High-level representatives from South Korea and North Korea met inside the Demilitarized Zone (DMZ) Saturday to cool simmering tensions and were to talk again Sunday. South Korea's Yonhap news agency said the talks would resume 3 p.m., local time, Sunday.

The talks included, on the South Korean side, Kim Kwan-jin, national security adviser to the president, and Hong Yong-pyo, the country's unification minister. Kim Jong Un's deputy, Hwang Pyong So, and veteran negotiator Kim Yang Gon, represented the North.

The meetings are the first high-level talks in nearly a year, the product of mounting tensions that began this month after South Korea resumed propaganda broadcasts across the DMZ. The South said those broadcasts were in response to a landmine explosion that injured two soldiers. North Korea has denied responsibility, but a subsequent investigation by the U.N. Command Military Armistice Commission deemed Pyongyang to be culpable.

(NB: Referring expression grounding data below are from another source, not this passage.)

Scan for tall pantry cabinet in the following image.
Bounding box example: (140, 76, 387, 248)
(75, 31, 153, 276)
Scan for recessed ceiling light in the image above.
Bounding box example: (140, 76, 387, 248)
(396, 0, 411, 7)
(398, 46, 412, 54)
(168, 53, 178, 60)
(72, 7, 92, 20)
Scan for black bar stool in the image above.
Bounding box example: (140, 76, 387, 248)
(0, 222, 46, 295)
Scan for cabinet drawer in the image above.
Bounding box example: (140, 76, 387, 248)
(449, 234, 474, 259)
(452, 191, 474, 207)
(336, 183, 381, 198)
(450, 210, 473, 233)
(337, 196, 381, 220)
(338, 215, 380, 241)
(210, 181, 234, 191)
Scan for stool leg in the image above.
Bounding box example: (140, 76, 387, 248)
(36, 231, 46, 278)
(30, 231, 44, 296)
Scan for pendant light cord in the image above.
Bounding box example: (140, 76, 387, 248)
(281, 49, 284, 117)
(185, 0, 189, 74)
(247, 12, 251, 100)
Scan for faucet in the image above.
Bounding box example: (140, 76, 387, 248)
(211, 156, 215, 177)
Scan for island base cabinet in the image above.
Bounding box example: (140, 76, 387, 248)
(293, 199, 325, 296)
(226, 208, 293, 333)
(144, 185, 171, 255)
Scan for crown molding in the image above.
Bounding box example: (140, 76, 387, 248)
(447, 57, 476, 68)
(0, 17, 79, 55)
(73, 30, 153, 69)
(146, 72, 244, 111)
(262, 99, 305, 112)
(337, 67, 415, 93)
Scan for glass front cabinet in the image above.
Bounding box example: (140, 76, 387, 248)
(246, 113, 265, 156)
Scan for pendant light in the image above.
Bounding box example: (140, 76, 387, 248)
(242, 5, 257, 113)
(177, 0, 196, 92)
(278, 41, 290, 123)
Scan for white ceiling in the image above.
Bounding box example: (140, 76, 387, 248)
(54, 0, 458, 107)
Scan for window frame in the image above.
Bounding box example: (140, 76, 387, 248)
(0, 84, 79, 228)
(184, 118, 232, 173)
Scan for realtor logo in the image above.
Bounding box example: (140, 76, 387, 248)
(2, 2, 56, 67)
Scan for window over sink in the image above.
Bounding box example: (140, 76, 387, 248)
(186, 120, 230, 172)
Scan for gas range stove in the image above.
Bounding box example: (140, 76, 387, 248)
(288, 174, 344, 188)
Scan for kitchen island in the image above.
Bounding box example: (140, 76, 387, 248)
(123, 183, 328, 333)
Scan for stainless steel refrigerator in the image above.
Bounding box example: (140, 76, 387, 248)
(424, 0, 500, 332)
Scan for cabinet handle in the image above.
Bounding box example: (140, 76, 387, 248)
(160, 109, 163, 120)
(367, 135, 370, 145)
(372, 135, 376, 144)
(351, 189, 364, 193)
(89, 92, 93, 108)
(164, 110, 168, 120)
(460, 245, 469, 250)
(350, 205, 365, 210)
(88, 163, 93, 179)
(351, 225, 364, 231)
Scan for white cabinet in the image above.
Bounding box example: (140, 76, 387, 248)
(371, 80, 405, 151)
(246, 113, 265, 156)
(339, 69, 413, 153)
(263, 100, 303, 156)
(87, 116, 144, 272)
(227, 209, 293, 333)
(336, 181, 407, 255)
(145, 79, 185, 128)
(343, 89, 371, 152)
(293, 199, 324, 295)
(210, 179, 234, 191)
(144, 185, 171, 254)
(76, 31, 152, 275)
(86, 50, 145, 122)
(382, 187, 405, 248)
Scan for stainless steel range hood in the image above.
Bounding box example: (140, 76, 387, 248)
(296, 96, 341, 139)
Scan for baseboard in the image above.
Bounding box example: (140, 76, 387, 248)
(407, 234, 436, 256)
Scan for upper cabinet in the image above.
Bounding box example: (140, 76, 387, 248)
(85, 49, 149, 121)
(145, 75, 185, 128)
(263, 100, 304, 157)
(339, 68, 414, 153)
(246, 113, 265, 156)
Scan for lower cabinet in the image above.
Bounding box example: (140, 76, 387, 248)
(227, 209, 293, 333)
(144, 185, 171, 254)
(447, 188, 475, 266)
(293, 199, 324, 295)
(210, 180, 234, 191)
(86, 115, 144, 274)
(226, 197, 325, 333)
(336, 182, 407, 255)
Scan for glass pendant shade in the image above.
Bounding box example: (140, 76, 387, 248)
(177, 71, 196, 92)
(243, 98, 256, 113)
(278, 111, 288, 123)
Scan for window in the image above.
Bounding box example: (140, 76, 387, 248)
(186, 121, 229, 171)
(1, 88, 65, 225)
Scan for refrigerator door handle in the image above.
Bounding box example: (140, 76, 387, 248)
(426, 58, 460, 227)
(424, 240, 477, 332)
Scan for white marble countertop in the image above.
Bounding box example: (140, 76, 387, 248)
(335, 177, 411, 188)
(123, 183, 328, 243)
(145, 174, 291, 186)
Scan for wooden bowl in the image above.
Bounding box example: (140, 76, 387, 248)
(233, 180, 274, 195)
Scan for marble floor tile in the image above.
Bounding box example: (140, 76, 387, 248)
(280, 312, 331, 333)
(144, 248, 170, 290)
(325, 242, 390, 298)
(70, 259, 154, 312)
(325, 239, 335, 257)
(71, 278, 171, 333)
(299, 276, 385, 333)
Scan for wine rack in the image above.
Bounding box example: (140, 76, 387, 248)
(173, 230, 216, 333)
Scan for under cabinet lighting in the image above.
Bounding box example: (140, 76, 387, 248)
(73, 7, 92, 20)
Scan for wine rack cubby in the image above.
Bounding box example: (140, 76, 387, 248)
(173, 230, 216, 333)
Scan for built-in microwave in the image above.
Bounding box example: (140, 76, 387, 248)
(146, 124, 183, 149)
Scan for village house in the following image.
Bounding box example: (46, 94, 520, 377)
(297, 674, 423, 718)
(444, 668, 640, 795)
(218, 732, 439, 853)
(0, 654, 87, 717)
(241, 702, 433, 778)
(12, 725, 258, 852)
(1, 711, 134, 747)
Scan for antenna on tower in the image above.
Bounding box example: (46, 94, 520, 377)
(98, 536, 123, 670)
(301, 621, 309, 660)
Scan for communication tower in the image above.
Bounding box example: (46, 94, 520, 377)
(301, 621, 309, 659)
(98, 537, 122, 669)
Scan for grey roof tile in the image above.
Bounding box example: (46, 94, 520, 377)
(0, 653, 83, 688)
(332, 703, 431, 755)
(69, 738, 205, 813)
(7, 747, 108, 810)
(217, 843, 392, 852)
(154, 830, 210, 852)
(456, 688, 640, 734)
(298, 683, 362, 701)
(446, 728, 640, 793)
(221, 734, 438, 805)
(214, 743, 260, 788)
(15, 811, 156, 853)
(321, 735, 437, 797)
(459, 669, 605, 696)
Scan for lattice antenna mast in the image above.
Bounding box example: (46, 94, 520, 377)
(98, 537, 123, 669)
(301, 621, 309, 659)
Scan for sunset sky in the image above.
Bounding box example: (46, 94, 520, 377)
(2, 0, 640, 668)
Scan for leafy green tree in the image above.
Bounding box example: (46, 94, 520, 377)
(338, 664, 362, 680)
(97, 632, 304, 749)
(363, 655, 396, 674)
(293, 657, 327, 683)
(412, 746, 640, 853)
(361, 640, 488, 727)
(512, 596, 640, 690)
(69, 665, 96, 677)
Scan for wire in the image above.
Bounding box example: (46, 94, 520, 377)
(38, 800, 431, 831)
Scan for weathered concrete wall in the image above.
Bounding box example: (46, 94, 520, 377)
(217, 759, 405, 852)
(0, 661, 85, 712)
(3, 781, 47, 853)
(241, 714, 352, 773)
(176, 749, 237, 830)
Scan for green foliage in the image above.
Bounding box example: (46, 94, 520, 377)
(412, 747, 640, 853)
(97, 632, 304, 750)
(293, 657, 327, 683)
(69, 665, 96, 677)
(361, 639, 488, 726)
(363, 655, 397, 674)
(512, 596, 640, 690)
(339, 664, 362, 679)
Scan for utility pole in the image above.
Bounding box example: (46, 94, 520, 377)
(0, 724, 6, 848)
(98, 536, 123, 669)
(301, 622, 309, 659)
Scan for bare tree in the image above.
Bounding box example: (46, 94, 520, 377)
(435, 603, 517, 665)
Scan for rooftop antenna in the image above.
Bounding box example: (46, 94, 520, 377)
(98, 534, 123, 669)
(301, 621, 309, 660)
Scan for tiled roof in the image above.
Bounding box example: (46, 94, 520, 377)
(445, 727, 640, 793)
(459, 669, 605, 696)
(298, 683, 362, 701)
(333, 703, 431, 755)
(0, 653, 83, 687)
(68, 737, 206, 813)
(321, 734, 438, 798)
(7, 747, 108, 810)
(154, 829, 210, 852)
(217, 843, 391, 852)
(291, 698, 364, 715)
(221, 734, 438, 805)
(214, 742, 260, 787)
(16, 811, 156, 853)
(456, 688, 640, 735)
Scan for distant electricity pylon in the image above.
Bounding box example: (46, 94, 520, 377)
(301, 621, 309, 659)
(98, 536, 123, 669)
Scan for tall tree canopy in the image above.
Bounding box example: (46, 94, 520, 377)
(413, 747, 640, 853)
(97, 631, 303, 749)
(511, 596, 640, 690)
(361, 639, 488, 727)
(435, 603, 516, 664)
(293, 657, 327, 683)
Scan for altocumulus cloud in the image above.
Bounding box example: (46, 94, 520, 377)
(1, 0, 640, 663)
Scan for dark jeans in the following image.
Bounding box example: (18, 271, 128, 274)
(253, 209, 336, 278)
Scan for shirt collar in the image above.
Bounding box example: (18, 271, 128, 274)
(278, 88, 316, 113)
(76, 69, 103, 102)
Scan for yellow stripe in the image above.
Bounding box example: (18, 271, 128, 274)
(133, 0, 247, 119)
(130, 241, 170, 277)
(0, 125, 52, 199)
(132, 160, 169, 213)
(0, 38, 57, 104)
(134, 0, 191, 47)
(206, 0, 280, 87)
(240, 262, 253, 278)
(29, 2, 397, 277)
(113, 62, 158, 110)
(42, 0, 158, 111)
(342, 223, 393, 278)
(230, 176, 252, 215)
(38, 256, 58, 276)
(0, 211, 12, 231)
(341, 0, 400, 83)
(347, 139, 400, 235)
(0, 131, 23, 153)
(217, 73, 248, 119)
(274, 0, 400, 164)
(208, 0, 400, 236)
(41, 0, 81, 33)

North Korea announced the meeting just hours before the expiration of a 5 p.m. deadline the country had imposed on South Korea to either stop broadcasting the messages or face "strong military action." The deadline passed without incident. The talks were expected to focus on the issue of the loudspeakers, New York Times reported.

Earlier this week, forces exchanged gunfire across the border in what marked the most serious military confrontation between the two sides in five years. In 2010, North Korean forces bombed the South Korean island of Yeonpyeong, killing two soldiers and two civilians. The same year, a South Korean naval ship was sunk off the country's west coast in the Yellow Sea, killing 46 seamen. Observers widely suspect North Korea to be responsible for the attack, though it has not accepted responsibility.

"They need to come up with some sort of an agreement where both sides have saved face," James Kim, a research fellow at the Asan Institute for Policy Studies in Seoul, told Reuters. "That would be the trick."